The Other Side of Animation: The Garden of Words Review

(If you like what you see, go to camseyeview.biz to see the rest of my written work. If you want to, consider contributing to my Patreon at patreon.com/camseyeview. Thanks for reading, and I hope you enjoy the article!)

After that grating, obnoxious, and horrible heap of a movie that I previously reviewed, Cool World, it always makes me glad when I get to see something good. Sure, seeing the bad will help improve one’s filmmaking skills and make sure it doesn’t happen again, but sometimes, I just want to watch something that is interesting and something that resonates with me. After watching what the Hollywood entertainment system thinks we like to watch, it’s good to revel in something that at least made you think and be engaged. I just so happened to find a short film that has what I am looking for. Today’s review is of the short film, The Garden of Words. This 48-minute short film was distributed by Toho, and animated by CoMix Wave Films. It was directed by Makoto Shinkai. If Makoto Shinkai sounds familiar, then you have probably seen his films before, since CoMix Wave Films and Makoto have made such well-received films as Voices of a Distant Star, and other films like The Place Promised in Our Early Days, 5 Centimeters Per Second, and Children Who Chase Lost Voices. So, what do I think about this short film? Well, let’s dive in and get started then, shall we?

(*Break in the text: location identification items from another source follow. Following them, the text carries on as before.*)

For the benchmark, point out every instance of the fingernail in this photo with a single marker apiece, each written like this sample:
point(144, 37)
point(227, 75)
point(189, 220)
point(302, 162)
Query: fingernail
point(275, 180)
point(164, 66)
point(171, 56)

The Garden of Words centers two humans. The first is a 15-year old male named Takao Akizuki, voiced by Blake Shepard. On a rainy day, he cuts class to go sit in a pavilion in a park to draw shoe designs in his sketch book. One day, he meets an older woman named Yukari Yukino, voiced by Shelley Calene-Black. After a while, they create a bond between one another as friends until they realize that they may have known each other in more ways than one.

So, what is great about this short film? Well, what this film downright immerses you with is its atmosphere. By golly, this film just pulls you into its quiet, wet world. A lot of the time, there is no music or background score playing, and all you hear are the sounds from the areas around the main characters. The many rainy scenes are something right out of a yoga or meditation CD. It also helps that the film is beautifully animated, and while the character designs are, in my opinion, okay, everything else looks amazing. I have read where some people had a problem with how this film was presented and animated, but to me, I wasn’t distracted. While I have some problems with the personalities of the two main characters, I do like the relationship between them. Sometimes, all you need to find is a kindred soul that you can talk to/relate to. Another element that helps pull you into the movie is the beautiful piano score. It’s just gorgeous music to listen to. If you are curious about who wrote the music, it was Daisuke Kashiwa.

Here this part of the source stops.